The injection of fully-developed turbulent heated air from a tube into a cooler turbulent duct flow is examined, as an analogy to film cooled turbine blades. Scale Resolving Simulations (SRS) are used to examine the flow numerically. A Detached Eddy Simulation (DES) methodology is examined but found to be ineffective at correctly capturing the physics of the flow. A Large Eddy Simulation (LES) numerical model is developed and applied in which tube and duct turbulence inflow effects are emulated using a divergence-free synthetic eddy method (SEM). The LES sensitivity to the synthetic inflow turbulence is examined with a series of simulations with the SEM inflow toggled on and off. The effects of turbulence in the coolant tube are found to the most critical for accurate prediction. For direct comparison, a hot-wire experiment is conducted within the ERB test cell SW-6 at NASA Glenn Research Center.
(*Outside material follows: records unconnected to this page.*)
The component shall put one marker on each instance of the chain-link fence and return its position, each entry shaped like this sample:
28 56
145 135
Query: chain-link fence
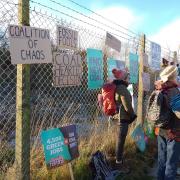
55 106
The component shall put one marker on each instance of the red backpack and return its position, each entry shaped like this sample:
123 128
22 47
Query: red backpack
107 99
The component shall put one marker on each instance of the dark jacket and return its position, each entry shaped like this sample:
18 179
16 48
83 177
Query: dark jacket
124 100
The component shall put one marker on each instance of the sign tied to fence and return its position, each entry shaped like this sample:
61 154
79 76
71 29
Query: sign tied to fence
95 68
113 42
146 81
67 38
60 145
155 60
133 67
112 63
67 70
29 45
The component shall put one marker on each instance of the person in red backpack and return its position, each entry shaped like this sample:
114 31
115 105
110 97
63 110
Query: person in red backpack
126 114
168 138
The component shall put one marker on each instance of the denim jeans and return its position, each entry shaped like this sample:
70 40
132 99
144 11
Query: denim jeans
121 137
168 157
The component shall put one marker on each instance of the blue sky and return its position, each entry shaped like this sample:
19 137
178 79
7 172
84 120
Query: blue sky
155 13
158 19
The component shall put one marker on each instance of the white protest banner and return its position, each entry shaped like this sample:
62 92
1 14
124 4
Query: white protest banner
113 42
67 70
155 60
29 45
146 81
133 67
67 38
145 60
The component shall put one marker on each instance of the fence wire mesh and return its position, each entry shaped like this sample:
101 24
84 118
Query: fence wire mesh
55 106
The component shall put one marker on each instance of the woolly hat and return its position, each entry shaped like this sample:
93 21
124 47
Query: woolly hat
169 74
120 74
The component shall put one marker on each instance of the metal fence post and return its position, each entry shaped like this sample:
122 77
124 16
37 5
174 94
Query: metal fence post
140 86
175 57
22 153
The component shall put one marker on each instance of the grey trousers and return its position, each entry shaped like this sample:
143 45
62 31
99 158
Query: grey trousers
121 137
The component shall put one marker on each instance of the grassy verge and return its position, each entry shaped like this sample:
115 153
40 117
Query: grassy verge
105 141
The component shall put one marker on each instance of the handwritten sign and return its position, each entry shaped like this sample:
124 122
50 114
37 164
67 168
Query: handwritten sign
60 145
67 70
145 60
29 45
67 38
155 60
113 42
146 81
133 67
95 68
112 63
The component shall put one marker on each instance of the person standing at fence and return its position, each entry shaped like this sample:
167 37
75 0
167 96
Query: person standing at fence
169 138
126 114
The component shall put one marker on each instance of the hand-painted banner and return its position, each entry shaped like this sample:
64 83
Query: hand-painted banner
146 81
67 38
60 145
133 68
67 70
145 60
95 68
155 60
113 42
112 63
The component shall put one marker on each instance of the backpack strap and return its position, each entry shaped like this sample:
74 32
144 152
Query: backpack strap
151 99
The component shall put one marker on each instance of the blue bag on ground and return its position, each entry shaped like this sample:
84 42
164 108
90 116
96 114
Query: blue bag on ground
139 138
100 167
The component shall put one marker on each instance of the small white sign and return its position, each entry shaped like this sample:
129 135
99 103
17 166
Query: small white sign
145 60
67 38
155 60
113 42
29 45
67 70
146 81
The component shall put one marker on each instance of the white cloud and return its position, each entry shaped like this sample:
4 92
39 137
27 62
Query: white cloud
122 16
168 36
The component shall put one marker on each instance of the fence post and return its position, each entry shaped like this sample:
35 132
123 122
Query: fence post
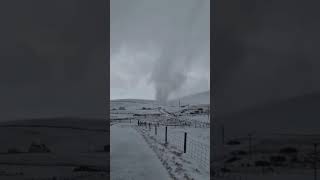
166 140
185 143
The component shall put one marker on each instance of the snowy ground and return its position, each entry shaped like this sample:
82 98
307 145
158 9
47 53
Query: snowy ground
68 157
190 119
131 157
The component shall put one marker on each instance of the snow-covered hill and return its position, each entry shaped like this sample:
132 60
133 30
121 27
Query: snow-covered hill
198 98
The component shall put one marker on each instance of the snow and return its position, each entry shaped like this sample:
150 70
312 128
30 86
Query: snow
131 157
72 142
191 165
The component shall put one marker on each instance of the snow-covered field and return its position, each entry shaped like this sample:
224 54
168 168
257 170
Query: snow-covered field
50 148
149 120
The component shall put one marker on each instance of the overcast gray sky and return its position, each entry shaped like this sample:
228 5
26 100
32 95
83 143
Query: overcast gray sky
53 59
159 46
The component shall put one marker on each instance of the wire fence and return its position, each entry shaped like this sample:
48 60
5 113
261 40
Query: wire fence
190 147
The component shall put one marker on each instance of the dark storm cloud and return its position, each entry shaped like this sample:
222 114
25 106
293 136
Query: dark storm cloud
178 34
264 51
52 58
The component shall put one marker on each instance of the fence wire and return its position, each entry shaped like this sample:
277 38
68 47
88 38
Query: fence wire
195 150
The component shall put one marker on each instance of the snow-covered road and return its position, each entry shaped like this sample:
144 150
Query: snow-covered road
131 157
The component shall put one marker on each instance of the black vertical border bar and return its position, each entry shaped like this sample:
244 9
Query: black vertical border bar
107 76
212 104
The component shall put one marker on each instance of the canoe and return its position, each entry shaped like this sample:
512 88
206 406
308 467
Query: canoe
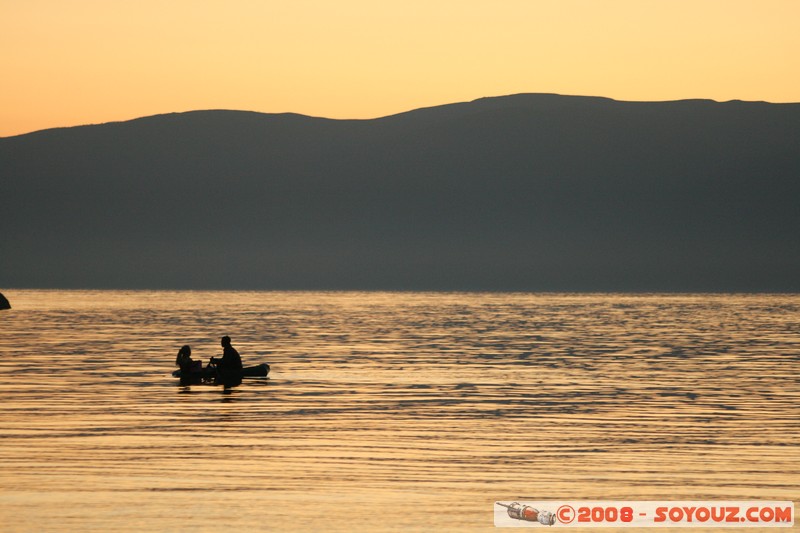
257 371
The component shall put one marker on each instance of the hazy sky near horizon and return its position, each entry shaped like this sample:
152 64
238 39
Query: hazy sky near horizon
91 61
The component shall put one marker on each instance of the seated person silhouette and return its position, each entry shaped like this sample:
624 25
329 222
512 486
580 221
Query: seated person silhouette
186 363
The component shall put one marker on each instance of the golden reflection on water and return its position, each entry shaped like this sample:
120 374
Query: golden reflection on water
389 411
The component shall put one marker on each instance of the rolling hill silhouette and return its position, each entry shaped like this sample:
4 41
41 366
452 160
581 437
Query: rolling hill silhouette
525 192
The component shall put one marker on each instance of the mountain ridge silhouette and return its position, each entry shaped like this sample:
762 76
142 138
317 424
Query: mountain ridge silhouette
534 192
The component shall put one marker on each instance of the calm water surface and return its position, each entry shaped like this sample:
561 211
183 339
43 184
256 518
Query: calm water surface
388 411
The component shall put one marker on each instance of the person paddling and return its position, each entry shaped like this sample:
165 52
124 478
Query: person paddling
231 362
186 363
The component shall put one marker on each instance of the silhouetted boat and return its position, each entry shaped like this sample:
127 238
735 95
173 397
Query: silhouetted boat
209 375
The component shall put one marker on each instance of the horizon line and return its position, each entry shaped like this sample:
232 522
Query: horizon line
434 106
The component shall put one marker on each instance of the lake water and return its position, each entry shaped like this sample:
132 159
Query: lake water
389 411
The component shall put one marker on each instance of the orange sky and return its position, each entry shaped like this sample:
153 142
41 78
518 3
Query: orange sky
65 63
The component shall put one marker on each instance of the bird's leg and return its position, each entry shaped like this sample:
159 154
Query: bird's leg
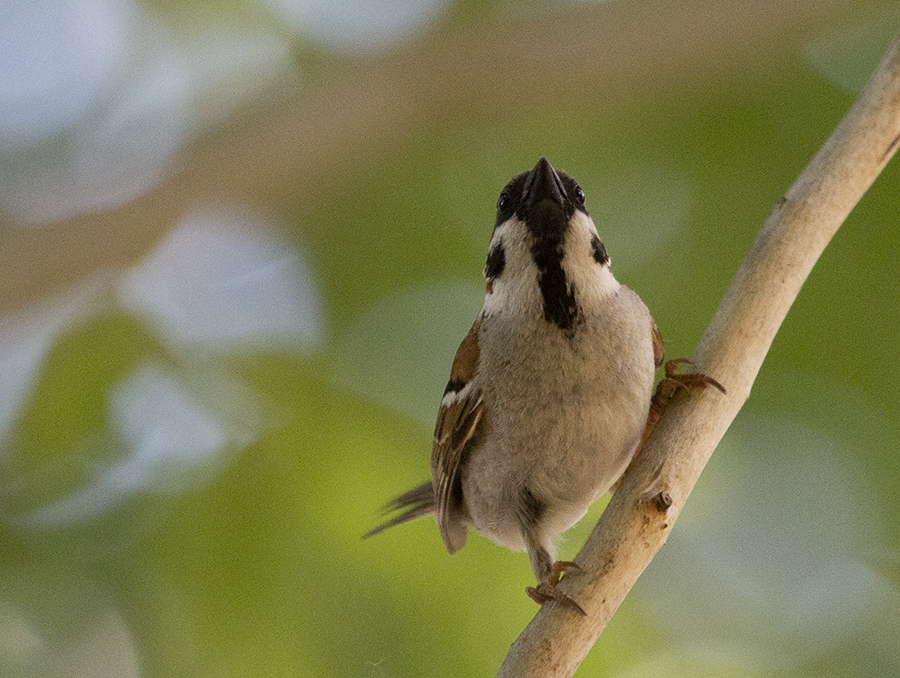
548 574
666 388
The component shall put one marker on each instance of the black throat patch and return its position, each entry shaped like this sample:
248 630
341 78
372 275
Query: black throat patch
548 227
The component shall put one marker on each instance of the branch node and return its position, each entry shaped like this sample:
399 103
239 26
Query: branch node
661 500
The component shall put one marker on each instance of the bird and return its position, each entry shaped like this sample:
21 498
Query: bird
549 395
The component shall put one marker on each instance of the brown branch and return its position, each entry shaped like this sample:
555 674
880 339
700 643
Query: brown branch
640 516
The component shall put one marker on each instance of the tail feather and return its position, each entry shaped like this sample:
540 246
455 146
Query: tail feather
416 503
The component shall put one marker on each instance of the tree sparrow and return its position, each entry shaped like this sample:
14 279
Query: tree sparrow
550 391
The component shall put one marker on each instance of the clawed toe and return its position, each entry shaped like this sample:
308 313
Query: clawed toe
692 380
545 592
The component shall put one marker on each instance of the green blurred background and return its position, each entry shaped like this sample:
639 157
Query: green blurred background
240 241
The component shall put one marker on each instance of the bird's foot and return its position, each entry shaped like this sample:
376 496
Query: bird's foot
667 388
546 590
692 380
Excellent agreement is obtained for these numerical and experimental results related to velocity, temperature, and heat flux, for a blowing ratio of 1.2, and involving a 36 K temperature difference. The relative effect on the solutions of tube and duct inflow turbulence is systematically evaluated. The impact of inherent low-pass filtering of temperature measurements and probe wire offset on the experimental results are addressed. The validity of the gradient diffusion hypothesis, fundamental to Reynolds-Averaged Navier-Stokes (RANS) models, is evaluated.